Je connaissais deja l'histoire pour avoir vu une autre version plus tardive signé Tai Kato, formidablement réalisé mais dont la dimension mélo était très rapidement fatigante. Cette première adaptation d'un roman contemporain s'avère largement plus satisfaisante dans son sentimentalisme. Au delà de l'avantage d'être un film muet (évacuant la difficulté des dialogues dégoulinant), l'approche est de toute façon moins dans le chantage émotionnelle avec plus d'accents mis sur l'humanisme de l'histoire et les errements des personnages. A l'image d'une ouverture de 10 minutes sur des personnages qui disparaitrons une fois le héros bien établi aux yeux du spectateur (alors qu'ils seront plus présent dans le remake), Inagaki privilégie les rencontres éphémères, fait preuve d'un joli sens de la concision et saisit avec aisance l'émotion naissante sans s'y attarder. Il ne faut pas beaucoup de minutes pour s'émouvoir de la rencontre avec la vieille prostituée par exemple grâce à une belle gestion des décors et du découpage où la tristesse soudaine de cette femme est évoquée visuellement par un changement d'axe brutal, la montrant de dos devant une façade écrasante.

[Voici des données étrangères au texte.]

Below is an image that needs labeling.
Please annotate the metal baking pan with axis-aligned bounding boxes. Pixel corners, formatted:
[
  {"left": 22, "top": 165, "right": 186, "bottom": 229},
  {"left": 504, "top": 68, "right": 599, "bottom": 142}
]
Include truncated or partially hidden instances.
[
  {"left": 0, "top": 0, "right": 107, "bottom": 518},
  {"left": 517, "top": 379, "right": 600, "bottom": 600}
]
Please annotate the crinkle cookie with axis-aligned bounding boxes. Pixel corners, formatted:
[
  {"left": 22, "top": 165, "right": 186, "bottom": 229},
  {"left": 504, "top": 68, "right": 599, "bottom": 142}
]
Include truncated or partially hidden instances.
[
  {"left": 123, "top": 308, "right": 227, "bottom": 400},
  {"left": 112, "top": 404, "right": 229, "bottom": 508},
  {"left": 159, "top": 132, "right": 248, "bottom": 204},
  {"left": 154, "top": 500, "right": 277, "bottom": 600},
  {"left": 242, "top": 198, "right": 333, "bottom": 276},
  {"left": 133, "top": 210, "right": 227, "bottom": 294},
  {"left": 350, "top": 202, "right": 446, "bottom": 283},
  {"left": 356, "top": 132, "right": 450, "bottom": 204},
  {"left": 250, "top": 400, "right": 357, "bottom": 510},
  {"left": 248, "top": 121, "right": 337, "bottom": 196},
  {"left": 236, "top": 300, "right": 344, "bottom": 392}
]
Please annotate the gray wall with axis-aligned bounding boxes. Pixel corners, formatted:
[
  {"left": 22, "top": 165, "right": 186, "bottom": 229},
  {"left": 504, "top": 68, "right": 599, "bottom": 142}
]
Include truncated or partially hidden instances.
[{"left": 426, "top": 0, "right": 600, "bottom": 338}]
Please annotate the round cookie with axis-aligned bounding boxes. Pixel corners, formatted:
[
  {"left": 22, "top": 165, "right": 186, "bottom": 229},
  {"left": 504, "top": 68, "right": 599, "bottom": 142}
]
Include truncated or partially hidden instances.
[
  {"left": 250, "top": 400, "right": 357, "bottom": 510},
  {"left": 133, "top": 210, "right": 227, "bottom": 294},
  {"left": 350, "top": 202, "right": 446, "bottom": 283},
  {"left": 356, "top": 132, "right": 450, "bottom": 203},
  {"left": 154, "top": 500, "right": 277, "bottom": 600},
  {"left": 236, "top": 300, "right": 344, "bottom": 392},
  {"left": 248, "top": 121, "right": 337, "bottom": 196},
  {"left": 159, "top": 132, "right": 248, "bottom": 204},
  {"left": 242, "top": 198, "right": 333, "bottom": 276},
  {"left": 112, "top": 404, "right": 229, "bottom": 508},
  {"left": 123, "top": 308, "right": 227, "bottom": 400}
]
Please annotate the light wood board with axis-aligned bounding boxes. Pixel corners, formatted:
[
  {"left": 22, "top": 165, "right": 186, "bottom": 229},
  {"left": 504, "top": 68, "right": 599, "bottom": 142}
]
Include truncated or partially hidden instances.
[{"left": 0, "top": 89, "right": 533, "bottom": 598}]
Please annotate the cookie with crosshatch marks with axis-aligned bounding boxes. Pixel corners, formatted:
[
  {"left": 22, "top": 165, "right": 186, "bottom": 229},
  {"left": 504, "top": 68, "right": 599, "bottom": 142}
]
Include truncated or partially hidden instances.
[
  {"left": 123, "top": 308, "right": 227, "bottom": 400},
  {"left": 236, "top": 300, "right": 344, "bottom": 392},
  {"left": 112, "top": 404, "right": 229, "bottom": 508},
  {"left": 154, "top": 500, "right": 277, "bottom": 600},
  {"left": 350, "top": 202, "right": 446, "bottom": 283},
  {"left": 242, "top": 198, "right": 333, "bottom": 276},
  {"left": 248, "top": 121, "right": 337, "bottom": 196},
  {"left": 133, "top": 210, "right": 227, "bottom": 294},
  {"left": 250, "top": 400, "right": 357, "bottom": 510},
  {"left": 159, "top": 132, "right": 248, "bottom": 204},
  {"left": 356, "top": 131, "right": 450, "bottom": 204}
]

Loin du classicisme, et de l'académisme, de ses films plus tardifs, son style est ici plus découpé, plus dynamique et parvient à rendre vivante la séquence du face à face entre le héros et la propriétaire d'un restaurant. Le montage devient l'écho des sentiments des personnages et s’accélère progressivement jusqu'à l'explosion quand la fille de cette dernière entre en jeux. Il faut dire que les acteurs sont tous justes et touchants, sans tomber dans le pathos démonstratifs, Chiezo Kataoka en tête. Et ça marche puisque la fin ferait presque verser sa petite larme en étant au contraire tout en retenu. Sans doute car le cinéaste privilégie la délicatesse à la mièvrerie.

Une très belle découverte, délicieusement accompagnée au piano, où Inagaki trouve le ton juste sur une histoire pourtant improbable.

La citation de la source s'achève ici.